The gang drove off across fields and down a steep embankment in a stolen blue Toyota four-wheel drive vehicle that was later found burned out in the nearby village of Westcott. Detectives are now examining CCTV film that is believed to show the gang breaking into the house.
"This is a very serious loss," said Lord Rothschild. "Waddesdon encapsulates generations of Rothschild collecting and the gold boxes at Waddesdon are among the finest in the world."
It is the second time that gold boxes from Waddesdon have been stolen. In 1983 thieves took a number of pieces which, with one exception, were recovered 18 months later.
Although the men who carried out yesterday's raid knew exactly what they were looking for, it is unlikely that they were stealing to order for a collector. Art theft experts say that such people do not exist.

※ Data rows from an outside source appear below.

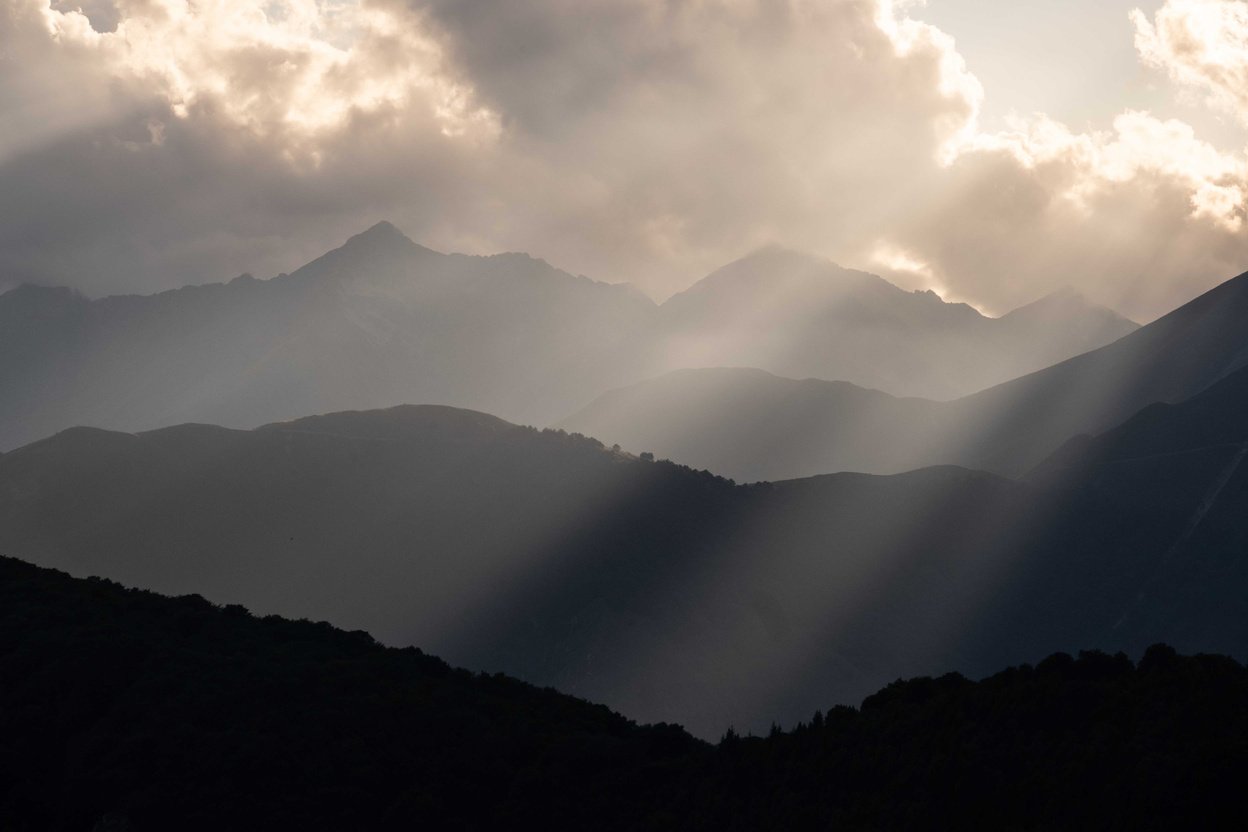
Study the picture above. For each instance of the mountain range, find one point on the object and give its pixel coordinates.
(383, 321)
(125, 710)
(663, 591)
(754, 425)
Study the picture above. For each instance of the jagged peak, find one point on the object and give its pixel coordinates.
(381, 233)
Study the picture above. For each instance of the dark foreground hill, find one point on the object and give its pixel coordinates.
(665, 593)
(127, 711)
(753, 425)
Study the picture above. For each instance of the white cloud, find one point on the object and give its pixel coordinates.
(1203, 45)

They may hope to sell them, or they may be planning to demand a ransom. The greatest fear is that they might decide to melt them down. Waddesdon was built on a hilltop overlooking the Aylesbury Vale between 1874 and 1889 by Baron Ferdinand.
A family charitable trust chaired by Lord Rothschild now manages the house for the National Trust and looks after one of Britain's greatest art collections.
The house is open to the public and was visited by 225,000 people last year.